Già adesso i rappresentanti del pontismo gridano allo scandalo sostenendo che sia stato fermato lo sviluppo del sud. Tutte stupidaggini. Il ponte sullo Stretto è espressione di politiche che succhiano ricchezza al territorio, rubano risorse pubbliche che andrebbero destinate a opere utili e le danno a una cerchia di persone molto ristretta, ma anche molto influente.

Se si volesse davvero il bene del sud si userebbero i 13.5 miliardi di euro destinati a una opera che è crollata su stessa per altre opere che possono essere realizzate immediatamente: scuole, ospedali, messa in sicurezza idrogeologica, messa in sicurezza sismica, rammodernamento della rete idrica. Si può fare tutto e subito.

Sappiamo, però, che non lo faranno. Sappiamo che non abbandoneranno neanche l’ipotesi del ponte. In questi ultimi 40 anni di stop e ripartenze ne abbiamo viste tante. Abbiamo visto annunciare tante volte la posa della prima pietra e indicare la data certa della fine lavori. Sarà così anche questa volta. Diranno che aggiusteranno le cose e che quest’altra volta sarà quella buona. Per loro, alla fine, va bene così. Il loro vero obiettivo non è costruire il ponte, ma tenere aperto all’infinito il suo iter.

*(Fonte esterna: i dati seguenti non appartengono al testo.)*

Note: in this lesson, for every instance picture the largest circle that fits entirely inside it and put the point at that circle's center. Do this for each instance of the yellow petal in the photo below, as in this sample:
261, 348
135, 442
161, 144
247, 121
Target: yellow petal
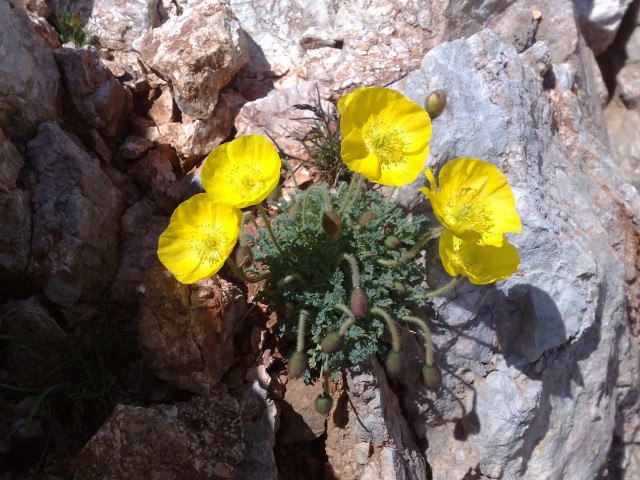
475, 201
385, 135
200, 236
482, 264
242, 172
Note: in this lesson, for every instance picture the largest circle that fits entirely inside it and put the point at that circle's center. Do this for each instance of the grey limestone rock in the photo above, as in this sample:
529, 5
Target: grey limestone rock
15, 213
530, 364
201, 439
76, 216
29, 79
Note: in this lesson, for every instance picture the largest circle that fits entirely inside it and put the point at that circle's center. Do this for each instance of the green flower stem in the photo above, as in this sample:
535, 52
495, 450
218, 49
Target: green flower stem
391, 192
241, 273
350, 321
291, 172
294, 277
352, 193
325, 379
434, 293
267, 222
246, 218
302, 320
355, 272
415, 249
428, 346
393, 330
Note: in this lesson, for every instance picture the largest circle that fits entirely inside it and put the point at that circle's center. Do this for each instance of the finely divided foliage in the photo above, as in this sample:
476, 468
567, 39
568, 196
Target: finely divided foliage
339, 260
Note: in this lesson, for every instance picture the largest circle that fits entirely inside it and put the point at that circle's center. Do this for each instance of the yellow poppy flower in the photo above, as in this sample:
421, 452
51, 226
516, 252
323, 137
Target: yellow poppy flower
474, 201
385, 135
199, 238
482, 264
242, 172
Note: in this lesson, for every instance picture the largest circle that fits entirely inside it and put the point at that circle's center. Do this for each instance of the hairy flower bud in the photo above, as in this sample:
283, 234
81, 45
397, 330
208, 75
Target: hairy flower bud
275, 194
435, 103
331, 343
323, 404
297, 364
365, 219
394, 363
359, 302
392, 242
294, 210
398, 289
244, 256
431, 377
331, 223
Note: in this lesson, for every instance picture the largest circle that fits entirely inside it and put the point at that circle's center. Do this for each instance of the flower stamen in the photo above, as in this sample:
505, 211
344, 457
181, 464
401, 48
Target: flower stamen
386, 142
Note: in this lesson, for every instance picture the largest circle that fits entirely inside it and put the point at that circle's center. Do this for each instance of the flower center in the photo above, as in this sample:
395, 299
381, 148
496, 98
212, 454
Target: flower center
386, 142
466, 212
247, 179
207, 242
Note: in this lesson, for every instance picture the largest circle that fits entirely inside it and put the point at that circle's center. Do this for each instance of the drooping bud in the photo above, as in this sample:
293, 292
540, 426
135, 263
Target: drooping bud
394, 363
275, 194
331, 343
244, 256
435, 103
398, 289
294, 210
297, 364
289, 309
323, 404
359, 302
331, 223
392, 242
365, 219
431, 377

Tocca a noi adesso chiudere definitivamente la partita. Tocca agli abitanti dei luoghi oggetto della devastazione promessa mettere definitivamente la parola fine a questa storia. Per questo bisogna continuare a mobilitarsi. Per spingerli fuori dalla storia e riprenderci ciò che è nostro.

C’è un primo, importante, obiettivo da darsi: chiudere la Stretto di Messina Spa. Se i partiti che sono stati al governo e oggi sono contro il ponte lo avessero fatto quando potevano, quelli alla Corte dei Conti non ci sarebbero neanche arrivati.